Young people search for jobs, while politicians search for leverage. Hospitals lack equipment, schools decay, roads collapse – but political offices multiply, and convoys grow longer. This is the tragedy of a state captured by power hunger: governance becomes secondary.

The most important responsibility of any government is to meet the basic needs of its people. Security, food, shelter, healthcare, education, and opportunity are not optional items on a political menu. They are the foundation of legitimacy. A government that cannot guarantee these loses its moral authority, no matter how loudly it speaks. Yet in Nigeria, citizens are repeatedly asked to endure hardship in the name of reform, patience, or sacrifice – while those in power appear insulated from the pain. The language of leadership has become disconnected from the language of survival. Leaders speak of policies; people speak of hunger. Leaders speak of strategy; people speak of fear. Leaders speak of the future; people struggle with the present.

This disconnect is not accidental. It is the natural outcome of leadership driven by power rather than purpose. When hunger for power dominates, decisions are no longer guided by what works, but by what secures control. Appointments are made to reward loyalty, not competence. Resources are allocated to strengthen political influence, not public welfare. Silence is valued more than truth, and obedience more than integrity. In such a system, the citizen becomes invisible – noticed only during elections, courted with promises that quickly expire once power is secured.

The irony is painful. Nigerians are often accused of being impatient, demanding, or ungrateful. Yet what are they asking for? Electricity that works. Roads that do not kill. Schools that educate. Hospitals that heal. Security that protects. These are not extravagant dreams. They are the minimum expectations of citizenship. Calling these demands “too much” exposes the depth of political failure.

A government obsessed with power often fears its own people. Criticism is seen as rebellion. Protest is labeled disloyalty. Questions are treated as threats. Instead of listening, power tightens its grip. Instead of serving, it controls. And in doing so, it forgets a simple truth: power that does not serve eventually collapses under its own weight. History is unkind to leaders who confuse power with purpose. Nations do not fall because citizens ask for dignity. They fall because leaders refuse to provide it.

Nigeria’s greatest crisis today is not the lack of resources or talent. It is the absence of a governing philosophy that puts people first. We have oil, gas, land, youth, and creativity. What we lack is leadership willing to subordinate ambition to service, ego to empathy, and power to responsibility. The hunger for power is insatiable because it is never satisfied. Each victory demands another. Each office seeks a higher one.

Each control point requires further control. Meanwhile, hunger among the people grows – quietly at first, then loudly, and finally dangerously.

And hunger, when ignored long enough, does not disappear. It transforms into anger, hopelessness, migration, crime, and unrest. Not because people are wicked, but because survival eventually overrides patience. The real question, then, is not whether Nigerians are asking for too much. The real question is why those in power have asked so little of themselves. Leadership is sacrifice.
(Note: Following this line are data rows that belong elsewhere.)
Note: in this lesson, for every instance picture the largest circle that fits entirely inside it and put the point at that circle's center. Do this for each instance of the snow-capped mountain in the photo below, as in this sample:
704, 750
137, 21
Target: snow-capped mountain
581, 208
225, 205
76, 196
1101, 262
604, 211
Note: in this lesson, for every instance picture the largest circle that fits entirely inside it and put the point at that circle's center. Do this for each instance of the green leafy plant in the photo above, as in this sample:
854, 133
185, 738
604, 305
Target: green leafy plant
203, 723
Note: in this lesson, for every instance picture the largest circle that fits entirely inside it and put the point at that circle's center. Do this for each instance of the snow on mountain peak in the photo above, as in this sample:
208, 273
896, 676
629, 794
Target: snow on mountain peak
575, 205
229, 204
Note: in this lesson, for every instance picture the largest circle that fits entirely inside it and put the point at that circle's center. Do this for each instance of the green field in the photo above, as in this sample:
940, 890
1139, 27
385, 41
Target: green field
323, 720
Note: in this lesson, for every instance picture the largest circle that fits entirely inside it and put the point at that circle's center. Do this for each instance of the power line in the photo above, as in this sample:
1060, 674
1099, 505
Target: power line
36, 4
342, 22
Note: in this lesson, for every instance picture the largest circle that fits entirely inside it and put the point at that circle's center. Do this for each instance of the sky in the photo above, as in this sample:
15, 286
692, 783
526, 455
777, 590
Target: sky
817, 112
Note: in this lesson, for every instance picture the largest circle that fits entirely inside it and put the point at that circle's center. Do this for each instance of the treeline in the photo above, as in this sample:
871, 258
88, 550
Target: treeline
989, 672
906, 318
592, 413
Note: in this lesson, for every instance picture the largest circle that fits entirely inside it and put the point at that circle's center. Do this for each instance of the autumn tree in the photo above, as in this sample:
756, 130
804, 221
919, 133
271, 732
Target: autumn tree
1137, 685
Governance is service.

Power is a responsibility, not a reward.

Until this truth is rediscovered, the needs of citizens will continue to be postponed, politicized, or dismissed. And the hunger for power will continue to consume what little trust remains between the government and the governed. Nigeria does not need more powerful politicians. It needs more purposeful leaders. Because a nation cannot

be built on ambition alone. It is built when power bends toward the people, when

leadership remembers why it exists, and when the hunger that matters most – the

hunger for dignity, safety, and opportunity – is finally fed.